My guess is that we see is that the human vision is most sensitive to medium frequency detail.
Hi Erik,
That's correct, but it is very much connected to things like output sharpening and printing at 600 or 720 PPI.
The eye can resolve fine detail but medium frequencies will dominate perception, see linked figure from Wikipedia. So if we discuss detail visible at 360PPI at 25 cm, the contrast sensivity of vision is several magnitudes below maximum.
Yes,
unless we boost the contrast of the lowest spatial frequencies of the output image!!! Then we do not only see a bit more micro detail, but also the spatial frequencies from medium frequencies to those highest spatial frequencies will receive more signal/contrast. That would partly compensate for the dropping sensitivity of human vision, and the
combined (boosted)
input signal x CSF = output signal drop will be slower. The image subjects will look more 'tactile' as a result. Having the additional pixels at 600 or 720 PPI, helps in boosting the signal even more, without creating artifacts that would be more likely to become visible with only 1/4th of the pixels to calculate with.
That is separate from all the other cognitive processes involved in 'vision', but in a double blind test when specifically scoring on perceived detail, it should make a difference.
To me that indicates that we should focus our sharpening efforts more on medium frequencies than actual pixel detail.
The problem with that is, that we usually cannot control the viewing distance from the output. So what may be medium spatial frequencies at a proper viewing distance that allows us to take in the entire image/composition without turning our heads too much, will become low frequency detail, and high frequency will become medium frequency detail, when we get closer. That's why we need to
also sharpen the higher spatial frequencies, and that will automatically also start boosting the medium frequencies. So that makes the image quality less sensitive to different viewing distances. It's like boosting the MTF curve near the Nyquist frequency, it will lift all spatial frequencies below it as well, but in a controlled gradual/monotonic way.
Figure 24 at
this site shows that the contrast sensitivity for the spatial frequencies also depends on the average luminance level or viewing conditions. Spatial frequencies of 60 cycles/degree (= average 20/20 vision, younger people can do better than that) would be around 300 PPI at reading distances, and are worthwhile to boost if we want to exploit that. We can do it better and with fewer artifacts when we boost the levels with even finer detail, say 600 or 720 PPI, and the lower frequencies will smoothly follow as well.
BTW, as cited in the link above, the receptor array in the human visual system can resolve in the order of 6/1 (20/3) or ~150 cycles/degree, which one might add would roughly match the 600-720 PPI at reading distance range.
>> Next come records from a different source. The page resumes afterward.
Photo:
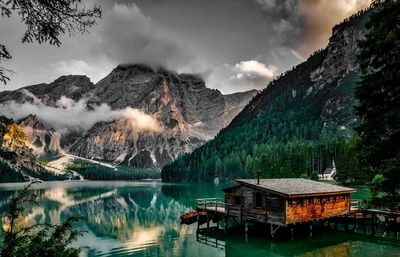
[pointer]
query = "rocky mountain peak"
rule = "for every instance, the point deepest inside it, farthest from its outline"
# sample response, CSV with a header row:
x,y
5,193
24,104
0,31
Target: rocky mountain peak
x,y
188,114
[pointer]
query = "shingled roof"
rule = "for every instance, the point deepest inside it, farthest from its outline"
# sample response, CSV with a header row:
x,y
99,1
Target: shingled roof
x,y
295,187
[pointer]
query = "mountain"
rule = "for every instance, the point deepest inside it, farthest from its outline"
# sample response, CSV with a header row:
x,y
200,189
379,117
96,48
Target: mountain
x,y
299,124
135,116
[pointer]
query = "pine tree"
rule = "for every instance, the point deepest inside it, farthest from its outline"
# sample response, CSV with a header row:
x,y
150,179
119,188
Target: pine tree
x,y
379,101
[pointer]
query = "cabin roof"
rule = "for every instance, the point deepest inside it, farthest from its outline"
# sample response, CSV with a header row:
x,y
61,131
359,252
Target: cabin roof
x,y
295,187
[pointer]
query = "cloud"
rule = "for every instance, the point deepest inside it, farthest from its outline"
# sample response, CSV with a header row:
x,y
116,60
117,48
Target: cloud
x,y
320,16
242,76
257,68
128,36
69,115
95,71
308,23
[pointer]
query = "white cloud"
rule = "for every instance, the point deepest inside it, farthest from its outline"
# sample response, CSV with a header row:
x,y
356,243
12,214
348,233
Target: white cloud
x,y
242,76
257,68
69,115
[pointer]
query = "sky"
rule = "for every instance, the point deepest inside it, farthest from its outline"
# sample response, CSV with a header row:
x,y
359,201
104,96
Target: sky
x,y
234,45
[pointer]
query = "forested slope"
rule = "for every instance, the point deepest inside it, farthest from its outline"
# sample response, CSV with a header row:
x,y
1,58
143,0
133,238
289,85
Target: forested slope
x,y
298,125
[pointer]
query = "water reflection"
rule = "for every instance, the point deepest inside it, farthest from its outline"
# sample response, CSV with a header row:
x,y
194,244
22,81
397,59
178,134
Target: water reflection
x,y
142,219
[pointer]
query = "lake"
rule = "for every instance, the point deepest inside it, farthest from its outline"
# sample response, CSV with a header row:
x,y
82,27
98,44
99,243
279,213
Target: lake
x,y
142,219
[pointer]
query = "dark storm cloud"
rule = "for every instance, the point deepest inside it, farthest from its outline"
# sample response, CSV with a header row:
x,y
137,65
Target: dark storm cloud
x,y
235,44
128,36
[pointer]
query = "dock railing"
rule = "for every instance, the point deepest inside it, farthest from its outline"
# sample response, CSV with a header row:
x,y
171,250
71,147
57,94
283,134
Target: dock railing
x,y
212,204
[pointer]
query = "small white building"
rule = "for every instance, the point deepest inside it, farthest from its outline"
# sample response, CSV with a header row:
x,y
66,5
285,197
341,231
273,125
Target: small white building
x,y
329,173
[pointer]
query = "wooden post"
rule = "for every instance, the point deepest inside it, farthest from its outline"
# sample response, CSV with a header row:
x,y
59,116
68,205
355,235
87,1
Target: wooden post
x,y
365,222
272,230
208,222
355,221
226,223
292,230
198,221
373,223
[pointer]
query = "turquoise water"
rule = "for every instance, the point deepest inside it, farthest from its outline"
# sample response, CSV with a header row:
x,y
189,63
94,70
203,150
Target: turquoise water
x,y
142,219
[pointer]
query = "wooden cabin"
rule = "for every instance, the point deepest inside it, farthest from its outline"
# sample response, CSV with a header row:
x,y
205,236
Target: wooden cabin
x,y
286,201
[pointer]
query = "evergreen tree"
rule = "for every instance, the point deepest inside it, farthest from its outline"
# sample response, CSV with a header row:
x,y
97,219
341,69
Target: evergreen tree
x,y
42,239
379,101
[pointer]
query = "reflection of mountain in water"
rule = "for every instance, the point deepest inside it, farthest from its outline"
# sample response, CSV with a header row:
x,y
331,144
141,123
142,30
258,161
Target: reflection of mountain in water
x,y
142,219
122,219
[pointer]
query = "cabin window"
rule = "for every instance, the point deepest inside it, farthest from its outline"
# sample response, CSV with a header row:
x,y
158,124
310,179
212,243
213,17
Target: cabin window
x,y
237,200
258,200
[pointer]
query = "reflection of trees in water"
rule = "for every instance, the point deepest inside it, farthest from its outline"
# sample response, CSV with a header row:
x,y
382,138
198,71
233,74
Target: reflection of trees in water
x,y
121,218
124,213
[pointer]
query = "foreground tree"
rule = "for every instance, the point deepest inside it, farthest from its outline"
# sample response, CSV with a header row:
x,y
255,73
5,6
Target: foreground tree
x,y
379,102
46,21
42,239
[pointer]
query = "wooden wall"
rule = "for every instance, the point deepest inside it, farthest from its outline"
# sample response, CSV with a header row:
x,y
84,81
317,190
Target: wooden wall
x,y
271,211
318,208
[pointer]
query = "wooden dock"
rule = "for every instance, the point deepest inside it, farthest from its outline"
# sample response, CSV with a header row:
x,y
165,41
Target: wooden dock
x,y
381,222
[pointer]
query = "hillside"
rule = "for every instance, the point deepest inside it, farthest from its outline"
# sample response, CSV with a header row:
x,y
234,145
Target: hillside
x,y
136,116
299,124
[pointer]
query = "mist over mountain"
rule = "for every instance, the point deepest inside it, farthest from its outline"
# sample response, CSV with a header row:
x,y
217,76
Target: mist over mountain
x,y
300,123
136,116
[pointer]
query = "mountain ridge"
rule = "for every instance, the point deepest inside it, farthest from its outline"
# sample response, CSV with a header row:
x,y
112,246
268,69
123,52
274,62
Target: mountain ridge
x,y
182,106
300,123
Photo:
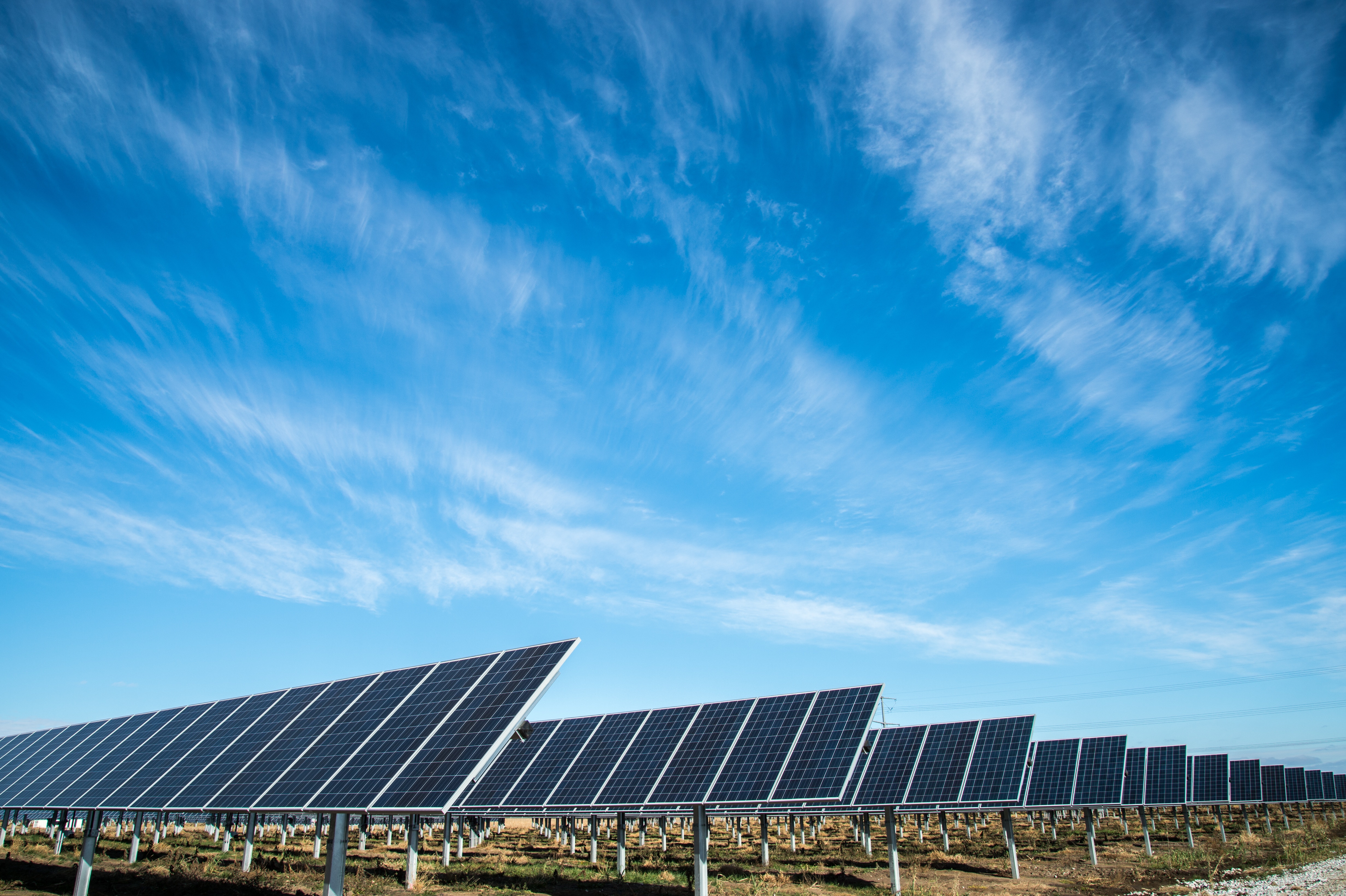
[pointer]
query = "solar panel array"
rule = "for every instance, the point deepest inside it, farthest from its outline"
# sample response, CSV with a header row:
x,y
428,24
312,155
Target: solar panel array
x,y
791,748
406,741
959,765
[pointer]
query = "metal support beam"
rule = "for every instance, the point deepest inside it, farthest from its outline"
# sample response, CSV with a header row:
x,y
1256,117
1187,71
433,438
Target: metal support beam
x,y
134,853
766,847
890,828
412,843
84,874
701,850
334,875
1007,823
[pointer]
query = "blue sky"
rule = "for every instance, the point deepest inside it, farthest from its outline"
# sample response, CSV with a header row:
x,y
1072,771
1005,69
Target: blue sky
x,y
991,352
However, the rest of the eye's structure (a.o. lens) will reduce that to closer to the earlier mentioned 60 cycles/degree.
The impression I got was that the visitors placed that image #2 of all pictures at the exhibition.
That may well be because they loved the scene (as they should), more than they scored it on perceived resolution, crispness, 'tactile' quality. But those qualities do help to enhance the immersive quality of being there, if done well.
At the risk of repeating myself too much, Topaz Detail does just that, extremely well (although it gets slower with all the calculations needed as sizes increase), and it not only allows to control the small details but also those 'medium' detail frequencies separately for even more control. Detail can even be locally brushed in (or out) with edge aware masking, to avoid sharpening the noise in e.g. smooth sky gradients. Every enhancement smoothly transitions between different spatial frequencies, and can be finely controlled for overall tonality, and/or additionally for shadows and/or highlights.
Cheers,
Bart
P.S. In the book,
A System Engineering Approach to Imaging, By Norman S. Kopeika, there is a chapter on the "Threshold Contrast Curve". I've attached a chart from that chapter. It basically shows, translated to our print resolution challenge, that we need to boost the contrast of the highest spatial frequencies of the input signal (towards an MTF=100%) more, to offset the loss of contrast sensitivity of the human visual system's MTF . It basically peters out at 60 cycles/degree, but Nyquist taught us that we need more than twice that sampling frequency to reliably resolve (and edit) those frequencies.